Storage¶
Except where otherwise noted, this content is Copyright (c) 2020, RTE and licensed under a CC-BY-4.0 license.
We has already seen Consumption, Production and Link to attach on node. Hadar has also a Stockage element. We will work on a simple network with two nodes : one with two producitons (stochastic and constant) other with consumption and stockage
img
import numpy as np
import hadar as hd
Create data¶
np.random.seed(12684681)
eolien = np.random.rand(168) * 500 + 200 # random from 200 to 700
load = np.sin(np.linspace(-1, -1+np.pi*14, 168)) * 250 + 750 # sinus moving 500 to 1000
Adequacy without storage¶
Start storage by remove storage !
study = hd.Study(horizon=eolien.size)\
.network()\
.node('a')\
.production(name='gas', cost=100, quantity=200)\
.production(name='nulcear', cost=50, quantity=300)\
.production(name='eolien', cost=10, quantity=eolien)\
.node('b')\
.consumption(name='load', cost=10 ** 6, quantity=load)\
.link(src='a', dest='b', cost=1, quantity=2000)\
.build()
optim = hd.LPOptimizer()
res = optim.solve(study)
plot_without = hd.HTMLPlotting(agg=hd.ResultAnalyzer(study=study, result=res), unit_symbol='MW')
plot_without.network().node('b').stack()
Node B has a lot of lost of load. Network has not enough power to sustain consumption during peak.
plot_without.network().node('a').stack()
Productions are used immediately just to match load
Use storage¶
Now we add a storage. In our case cell efficiency is 80%, efficient must
be < 1, Hadar use eff=0.99 as default. Other important parameter is
cost it represents cost of storage per quantity during on time-step.

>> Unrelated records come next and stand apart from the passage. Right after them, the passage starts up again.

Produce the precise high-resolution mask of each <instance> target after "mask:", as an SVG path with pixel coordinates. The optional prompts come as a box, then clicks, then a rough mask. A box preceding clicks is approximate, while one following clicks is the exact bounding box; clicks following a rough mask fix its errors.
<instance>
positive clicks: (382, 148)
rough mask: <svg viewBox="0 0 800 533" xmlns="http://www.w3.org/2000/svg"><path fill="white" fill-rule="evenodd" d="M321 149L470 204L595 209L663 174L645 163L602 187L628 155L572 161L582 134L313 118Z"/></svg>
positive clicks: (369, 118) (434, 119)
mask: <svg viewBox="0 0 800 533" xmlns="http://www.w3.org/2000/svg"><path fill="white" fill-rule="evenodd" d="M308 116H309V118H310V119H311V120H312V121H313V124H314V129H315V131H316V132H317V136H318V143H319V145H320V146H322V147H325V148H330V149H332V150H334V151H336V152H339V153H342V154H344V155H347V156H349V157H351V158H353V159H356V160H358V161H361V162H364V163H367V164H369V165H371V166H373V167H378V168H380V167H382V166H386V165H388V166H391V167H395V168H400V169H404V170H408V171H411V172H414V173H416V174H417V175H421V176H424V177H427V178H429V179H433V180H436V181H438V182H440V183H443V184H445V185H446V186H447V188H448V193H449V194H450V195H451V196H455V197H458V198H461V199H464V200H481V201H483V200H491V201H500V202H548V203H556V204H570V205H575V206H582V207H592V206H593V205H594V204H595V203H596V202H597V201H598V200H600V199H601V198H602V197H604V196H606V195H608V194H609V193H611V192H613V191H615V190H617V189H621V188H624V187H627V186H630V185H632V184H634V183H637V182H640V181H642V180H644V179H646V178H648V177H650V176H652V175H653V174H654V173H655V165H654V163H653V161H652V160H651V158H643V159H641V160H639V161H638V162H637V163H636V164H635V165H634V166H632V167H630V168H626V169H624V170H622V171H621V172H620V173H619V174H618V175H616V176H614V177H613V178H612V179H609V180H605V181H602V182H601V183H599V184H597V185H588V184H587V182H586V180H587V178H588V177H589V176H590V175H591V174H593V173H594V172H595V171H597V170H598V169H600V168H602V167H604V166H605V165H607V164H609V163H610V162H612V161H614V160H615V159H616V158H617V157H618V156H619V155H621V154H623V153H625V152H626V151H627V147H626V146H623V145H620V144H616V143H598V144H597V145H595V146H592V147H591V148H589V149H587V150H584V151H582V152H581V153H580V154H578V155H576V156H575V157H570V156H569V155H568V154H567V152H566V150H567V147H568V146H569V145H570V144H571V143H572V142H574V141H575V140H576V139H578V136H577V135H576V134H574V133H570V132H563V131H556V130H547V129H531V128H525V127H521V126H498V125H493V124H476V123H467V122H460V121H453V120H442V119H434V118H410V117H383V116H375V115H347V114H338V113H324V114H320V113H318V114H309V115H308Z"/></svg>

cost at 0 or positive mean we want to minimize storage used. By
default Hadar use cost=0.
So in the configuration, cost=0and eff=0.80. Therefore, a
quantity stored costs 25% (\(\frac{1}{0.8} = 1.25\)) higher than
same production without stored before. At any time Hadar has choice
between these productions and cost.
Prod |
use cost |
stored before use cost |
|---|---|---|
eolien |
10 |
12,5 |
nuclear |
50 |
62,75 |
gas |
100 |
125 |
Moreover than just fix lost of load, storage can also optimize productions. Looks, a stored nuclear or eolien production is cheaper than a direct gas production. Hadar knows it and will use it !
study = hd.Study(horizon=eolien.size)\
.network()\
.node('a')\
.production(name='gas', cost=100, quantity=200)\
.production(name='nulcear', cost=50, quantity=300)\
.production(name='eolien', cost=10, quantity=eolien)\
.node('b')\
.consumption(name='load', cost=10 ** 6, quantity=load)\
.storage(name='cell', init_capacity=200, capacity=800, flow_in=400, flow_out=400, eff=.8)\
.link(src='a', dest='b', cost=1, quantity=2000)\
.build()
res = optim.solve(study)
plot = hd.HTMLPlotting(agg=hd.ResultAnalyzer(study=study, result=res), unit_symbol='MW')
plot.network().node('b').stack()
Yeah ! We avoid network shutdown !
plot.network().node('b').storage('cell').candles()
Hadar fills cell before each peaks.
plot.network().node('a').stack()
And yes, Hadars starts nuclear before peak, and use less gas during peak.
Use storage with negative cost¶
What happen, if we use negative cost ?
In this case, storage has some interest. If interest is higher than gain from optimizing productions. Hadar will automatically fill cell.
study = hd.Study(horizon=eolien.size)\
.network()\
.node('a')\
.production(name='gas', cost=100, quantity=200)\
.production(name='nulcear', cost=50, quantity=300)\
.production(name='eolien', cost=10, quantity=eolien)\
.node('b')\
.consumption(name='load', cost=10 ** 6, quantity=load)\
.storage(name='cell', init_capacity=200, capacity=800, flow_in=400, flow_out=400, eff=.8, cost=-10)\
.link(src='a', dest='b', cost=1, quantity=2000)\
.build()
res = optim.solve(study)
plot_cost_neg = hd.HTMLPlotting(agg=hd.ResultAnalyzer(study=study, result=res), unit_symbol='MW')
plot_cost_neg.network().node('b').storage('cell').candles()
Hadar doesn’t try to optimize import, now it saves into storage to earn interest.